Skandia ups sustainable investments as AUM rise amid 'stable' recovery

Swedish pension company, Skandia, has upped its commitment to sustainable investments, after its portfolio showed signs of a “stable” recovery during Q3.

The group’s assets under management (AUM) rose to SEK 690bnm during Q3, increasing from SEK 664bn at the end of the first half of 2020, as its financial accounts for Q3 revealed a “stable” recovery following previous market volatility amid the Covid-19 pandemic earlier this year.
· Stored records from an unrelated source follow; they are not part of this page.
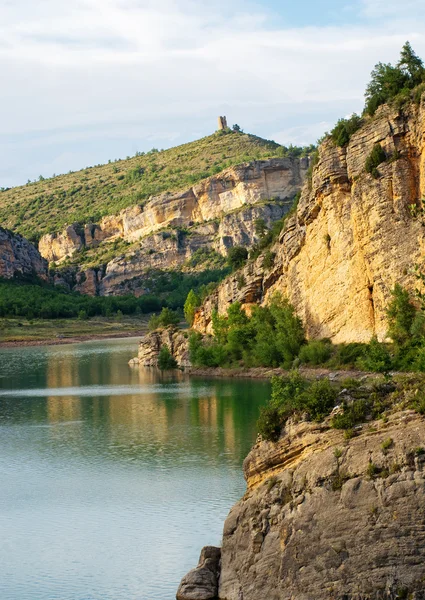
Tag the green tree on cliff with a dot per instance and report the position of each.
(411, 65)
(193, 301)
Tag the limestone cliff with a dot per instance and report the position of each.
(215, 214)
(352, 237)
(315, 523)
(233, 188)
(326, 517)
(19, 257)
(151, 344)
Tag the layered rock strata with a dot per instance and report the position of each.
(19, 257)
(352, 237)
(329, 518)
(232, 189)
(150, 345)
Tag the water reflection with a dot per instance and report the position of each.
(113, 478)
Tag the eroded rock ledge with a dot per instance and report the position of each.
(150, 345)
(352, 237)
(319, 522)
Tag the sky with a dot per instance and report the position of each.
(87, 81)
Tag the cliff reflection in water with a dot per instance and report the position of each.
(112, 477)
(147, 412)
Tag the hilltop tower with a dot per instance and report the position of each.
(222, 123)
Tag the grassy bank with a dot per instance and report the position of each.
(62, 331)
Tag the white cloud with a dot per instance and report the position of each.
(95, 78)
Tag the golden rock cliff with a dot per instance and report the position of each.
(352, 237)
(314, 522)
(230, 190)
(19, 257)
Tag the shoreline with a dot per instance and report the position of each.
(75, 339)
(267, 373)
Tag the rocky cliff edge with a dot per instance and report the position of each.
(352, 238)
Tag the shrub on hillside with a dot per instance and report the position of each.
(166, 360)
(164, 319)
(316, 352)
(237, 257)
(376, 358)
(294, 395)
(344, 129)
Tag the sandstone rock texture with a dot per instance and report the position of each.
(202, 582)
(315, 524)
(151, 344)
(19, 257)
(232, 189)
(352, 237)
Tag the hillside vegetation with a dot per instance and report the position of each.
(47, 205)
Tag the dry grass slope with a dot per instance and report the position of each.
(47, 206)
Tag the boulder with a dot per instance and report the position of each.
(201, 583)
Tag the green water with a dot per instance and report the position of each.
(112, 478)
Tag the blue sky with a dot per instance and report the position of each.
(84, 81)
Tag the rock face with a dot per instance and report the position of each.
(234, 188)
(202, 583)
(152, 343)
(317, 522)
(173, 249)
(352, 238)
(19, 257)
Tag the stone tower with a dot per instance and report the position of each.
(222, 123)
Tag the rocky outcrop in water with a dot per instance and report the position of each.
(19, 257)
(151, 344)
(202, 582)
(352, 238)
(326, 517)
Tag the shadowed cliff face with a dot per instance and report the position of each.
(314, 524)
(352, 238)
(18, 256)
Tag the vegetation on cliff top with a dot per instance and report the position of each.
(33, 298)
(351, 402)
(388, 85)
(47, 205)
(273, 336)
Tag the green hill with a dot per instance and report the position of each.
(46, 206)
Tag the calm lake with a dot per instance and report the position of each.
(111, 478)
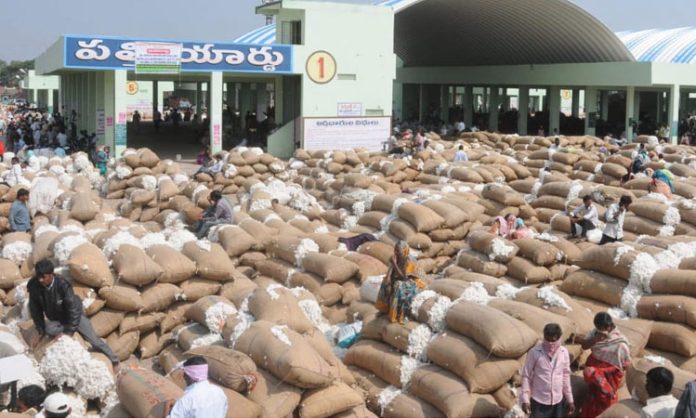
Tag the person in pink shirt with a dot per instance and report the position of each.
(546, 389)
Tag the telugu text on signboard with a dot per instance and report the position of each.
(345, 133)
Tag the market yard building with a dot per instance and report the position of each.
(565, 70)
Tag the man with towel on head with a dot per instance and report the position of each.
(201, 399)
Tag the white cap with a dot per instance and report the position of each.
(57, 403)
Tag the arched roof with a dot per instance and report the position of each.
(491, 32)
(657, 45)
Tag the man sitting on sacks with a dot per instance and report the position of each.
(201, 399)
(51, 297)
(219, 212)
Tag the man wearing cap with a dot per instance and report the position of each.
(56, 405)
(201, 399)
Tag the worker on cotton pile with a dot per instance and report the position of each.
(52, 297)
(546, 390)
(201, 399)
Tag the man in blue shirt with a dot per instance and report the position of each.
(20, 221)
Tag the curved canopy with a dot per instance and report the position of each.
(502, 32)
(676, 46)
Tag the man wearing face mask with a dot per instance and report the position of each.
(546, 389)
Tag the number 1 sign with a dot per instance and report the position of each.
(321, 67)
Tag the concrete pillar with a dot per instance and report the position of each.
(494, 100)
(523, 111)
(605, 104)
(673, 115)
(630, 110)
(575, 106)
(215, 111)
(590, 110)
(468, 106)
(554, 94)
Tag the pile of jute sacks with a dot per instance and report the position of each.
(269, 299)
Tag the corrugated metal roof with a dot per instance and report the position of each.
(662, 45)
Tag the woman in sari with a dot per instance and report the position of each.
(399, 286)
(604, 369)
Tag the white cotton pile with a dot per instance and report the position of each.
(153, 238)
(204, 245)
(552, 299)
(68, 363)
(64, 247)
(17, 251)
(278, 331)
(306, 246)
(149, 182)
(112, 244)
(215, 316)
(475, 293)
(418, 340)
(507, 291)
(500, 249)
(312, 311)
(386, 396)
(206, 340)
(179, 238)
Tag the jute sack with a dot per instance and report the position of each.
(145, 393)
(9, 274)
(627, 408)
(421, 217)
(593, 285)
(482, 372)
(580, 316)
(122, 297)
(158, 296)
(175, 266)
(213, 264)
(236, 241)
(673, 338)
(141, 323)
(123, 345)
(297, 363)
(106, 321)
(479, 263)
(540, 252)
(669, 308)
(196, 288)
(174, 315)
(152, 343)
(329, 401)
(502, 194)
(496, 248)
(449, 394)
(88, 265)
(535, 318)
(134, 266)
(276, 398)
(499, 333)
(376, 357)
(636, 377)
(211, 311)
(230, 368)
(83, 207)
(331, 268)
(673, 282)
(279, 306)
(525, 271)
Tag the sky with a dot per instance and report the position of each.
(30, 27)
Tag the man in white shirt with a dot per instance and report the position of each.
(201, 399)
(585, 216)
(614, 217)
(661, 403)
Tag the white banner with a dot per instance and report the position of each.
(346, 133)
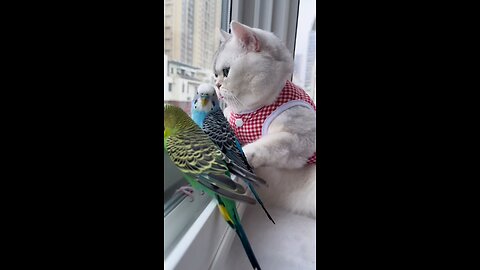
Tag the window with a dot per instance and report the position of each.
(305, 49)
(187, 62)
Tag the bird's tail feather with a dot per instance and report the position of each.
(246, 245)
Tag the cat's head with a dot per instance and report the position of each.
(251, 67)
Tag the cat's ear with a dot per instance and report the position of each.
(245, 36)
(223, 35)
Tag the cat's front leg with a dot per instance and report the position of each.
(275, 150)
(256, 154)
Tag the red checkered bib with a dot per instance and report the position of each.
(249, 127)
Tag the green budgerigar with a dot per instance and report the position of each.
(205, 168)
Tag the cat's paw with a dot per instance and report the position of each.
(253, 155)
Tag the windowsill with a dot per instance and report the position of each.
(207, 236)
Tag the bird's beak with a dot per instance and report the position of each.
(204, 101)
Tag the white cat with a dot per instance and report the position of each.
(252, 68)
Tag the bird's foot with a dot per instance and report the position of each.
(187, 190)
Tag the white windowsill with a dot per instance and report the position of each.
(204, 243)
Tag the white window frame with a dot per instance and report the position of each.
(205, 244)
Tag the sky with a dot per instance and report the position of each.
(306, 17)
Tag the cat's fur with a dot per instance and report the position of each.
(259, 65)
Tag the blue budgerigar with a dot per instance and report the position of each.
(206, 112)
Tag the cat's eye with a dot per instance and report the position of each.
(225, 71)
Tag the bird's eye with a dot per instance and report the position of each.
(225, 72)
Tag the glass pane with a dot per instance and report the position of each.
(191, 36)
(305, 49)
AUM for the group life insurance company amounted to SEK 505bn, which, whilst still lower than the SEK 508bn recorded at the start of the year, is an improvement on the SEK 492bn reported in July.

In addition to this, AUM in the traditional life portfolio amounted to SEK 495bn, compared with SEK 498bn at the start of the year, although this is again higher than the mid-year AUM of SEK 483bn.
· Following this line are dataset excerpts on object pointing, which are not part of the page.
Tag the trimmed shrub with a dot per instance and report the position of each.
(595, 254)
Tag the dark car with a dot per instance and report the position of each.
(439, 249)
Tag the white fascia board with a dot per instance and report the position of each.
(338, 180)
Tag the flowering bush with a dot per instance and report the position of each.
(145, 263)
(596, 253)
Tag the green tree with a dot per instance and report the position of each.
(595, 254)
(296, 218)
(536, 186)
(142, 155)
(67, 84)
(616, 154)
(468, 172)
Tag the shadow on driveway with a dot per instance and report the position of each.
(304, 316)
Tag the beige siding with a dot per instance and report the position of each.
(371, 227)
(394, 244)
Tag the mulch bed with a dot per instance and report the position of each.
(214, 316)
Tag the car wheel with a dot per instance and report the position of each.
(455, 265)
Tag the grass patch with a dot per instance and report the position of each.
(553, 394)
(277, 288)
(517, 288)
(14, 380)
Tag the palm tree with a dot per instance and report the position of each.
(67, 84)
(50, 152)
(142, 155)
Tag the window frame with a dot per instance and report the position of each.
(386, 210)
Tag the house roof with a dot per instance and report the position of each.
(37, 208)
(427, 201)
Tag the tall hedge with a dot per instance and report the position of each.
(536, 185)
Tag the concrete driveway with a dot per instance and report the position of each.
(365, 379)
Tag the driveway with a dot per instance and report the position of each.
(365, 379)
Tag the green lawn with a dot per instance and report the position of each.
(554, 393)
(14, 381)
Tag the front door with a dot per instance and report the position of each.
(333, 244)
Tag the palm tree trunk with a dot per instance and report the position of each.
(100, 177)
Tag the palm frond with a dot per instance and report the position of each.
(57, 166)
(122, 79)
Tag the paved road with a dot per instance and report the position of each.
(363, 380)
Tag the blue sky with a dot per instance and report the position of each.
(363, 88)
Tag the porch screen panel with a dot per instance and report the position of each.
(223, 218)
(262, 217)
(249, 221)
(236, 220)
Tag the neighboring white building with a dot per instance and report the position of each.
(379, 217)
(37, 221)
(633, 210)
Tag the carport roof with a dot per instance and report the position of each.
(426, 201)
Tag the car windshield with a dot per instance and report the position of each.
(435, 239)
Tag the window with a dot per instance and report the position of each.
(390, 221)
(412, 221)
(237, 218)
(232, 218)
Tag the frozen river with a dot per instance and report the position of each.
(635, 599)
The total returns amounted to 0.7 per cent during the first three quarters of the year, although the five year average was 6.2 per cent.

Skandia President and CEO, Frans Lindelöw, noted that the traditional life portfolio has shown “stability” during the year, proving that it is a “safe form of savings even during troubled times”.
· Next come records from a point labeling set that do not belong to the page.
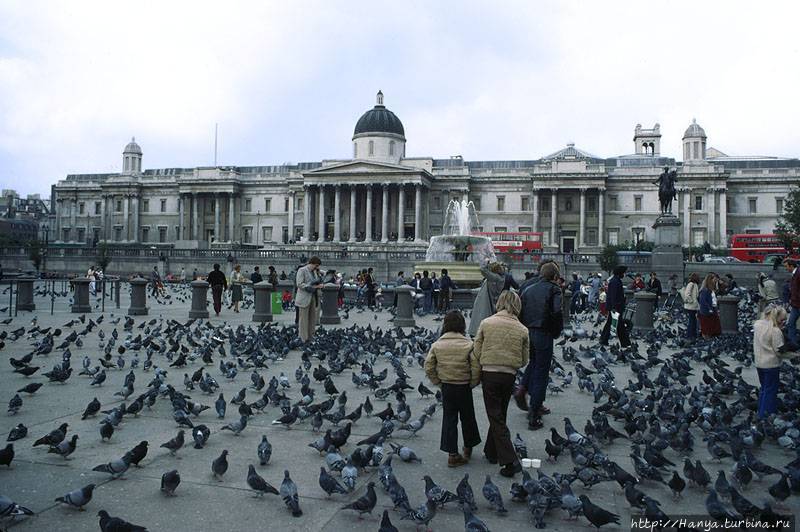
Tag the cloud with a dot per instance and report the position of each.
(287, 81)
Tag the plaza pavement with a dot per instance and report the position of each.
(36, 478)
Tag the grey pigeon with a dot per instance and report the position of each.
(170, 481)
(78, 498)
(288, 492)
(258, 484)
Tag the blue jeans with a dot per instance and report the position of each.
(768, 397)
(791, 325)
(538, 370)
(691, 328)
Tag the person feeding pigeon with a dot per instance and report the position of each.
(768, 349)
(452, 365)
(501, 348)
(309, 283)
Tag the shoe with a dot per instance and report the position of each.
(519, 398)
(455, 460)
(509, 470)
(535, 423)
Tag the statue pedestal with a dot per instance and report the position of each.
(667, 254)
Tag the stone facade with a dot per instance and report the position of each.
(578, 201)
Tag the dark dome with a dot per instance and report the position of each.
(379, 120)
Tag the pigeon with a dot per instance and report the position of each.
(170, 481)
(288, 493)
(78, 498)
(258, 484)
(220, 465)
(264, 450)
(365, 503)
(595, 515)
(492, 494)
(175, 443)
(116, 524)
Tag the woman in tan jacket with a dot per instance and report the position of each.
(501, 347)
(451, 364)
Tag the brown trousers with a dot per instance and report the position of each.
(497, 390)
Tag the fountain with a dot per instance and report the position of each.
(458, 250)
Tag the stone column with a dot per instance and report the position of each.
(196, 217)
(353, 200)
(199, 303)
(723, 217)
(138, 297)
(231, 218)
(582, 226)
(126, 217)
(687, 217)
(25, 293)
(179, 236)
(80, 301)
(306, 214)
(553, 207)
(401, 204)
(337, 218)
(330, 308)
(712, 223)
(601, 217)
(321, 212)
(385, 214)
(368, 230)
(290, 221)
(262, 292)
(216, 218)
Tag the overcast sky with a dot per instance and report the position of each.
(287, 81)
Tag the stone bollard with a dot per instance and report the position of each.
(138, 297)
(25, 294)
(330, 307)
(405, 307)
(728, 313)
(645, 306)
(199, 304)
(80, 299)
(262, 292)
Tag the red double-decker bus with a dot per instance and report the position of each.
(509, 242)
(755, 248)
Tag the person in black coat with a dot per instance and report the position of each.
(615, 302)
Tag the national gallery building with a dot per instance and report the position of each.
(383, 197)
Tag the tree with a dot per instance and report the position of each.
(788, 226)
(103, 256)
(608, 258)
(35, 254)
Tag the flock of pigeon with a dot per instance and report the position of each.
(686, 414)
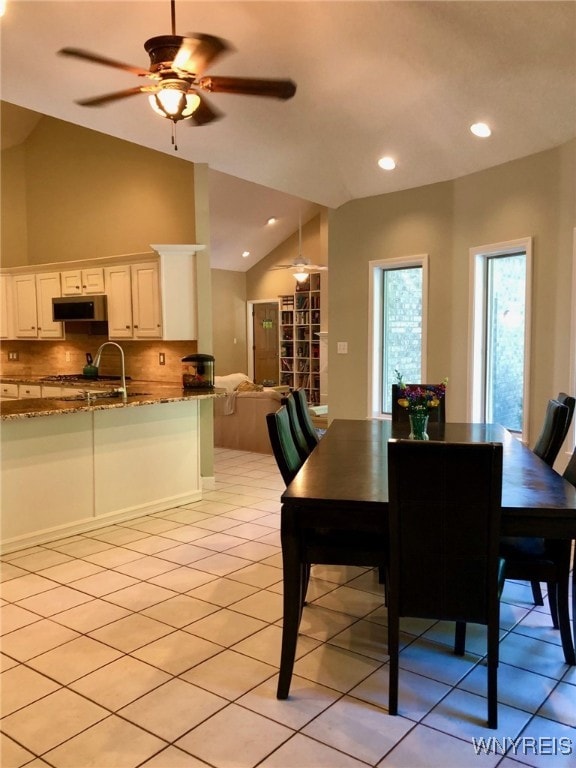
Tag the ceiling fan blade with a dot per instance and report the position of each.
(106, 98)
(247, 86)
(198, 51)
(95, 58)
(204, 113)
The group also noted that, as a result of the recovery in the financial markets and the positive development of the stock market during Q3, the bonus rate on the traditional management was raised from 2 to 3 percent on 1 September.

Meanwhile, the group’s mutual funds saw AUM in unit-linked and custodian insurance amounting to SEK 167bn, compared with SEK 157bn for the first half of the year, and SEK170bn at the start of the year.

Lindelöw, said that the development of the coronavirus had continued to dominate news reporting and affect movements in the financial markets during the third quarter, clarifying however, that there are signs of progress.

He stated: “The world's economies and our traditional life portfolio are recovering stably after the cases that occurred earlier in the year.

“Stock markets fell sharply in March and then recovered. Economic activity bottomed out in the late spring and the world economies are recovering stably.”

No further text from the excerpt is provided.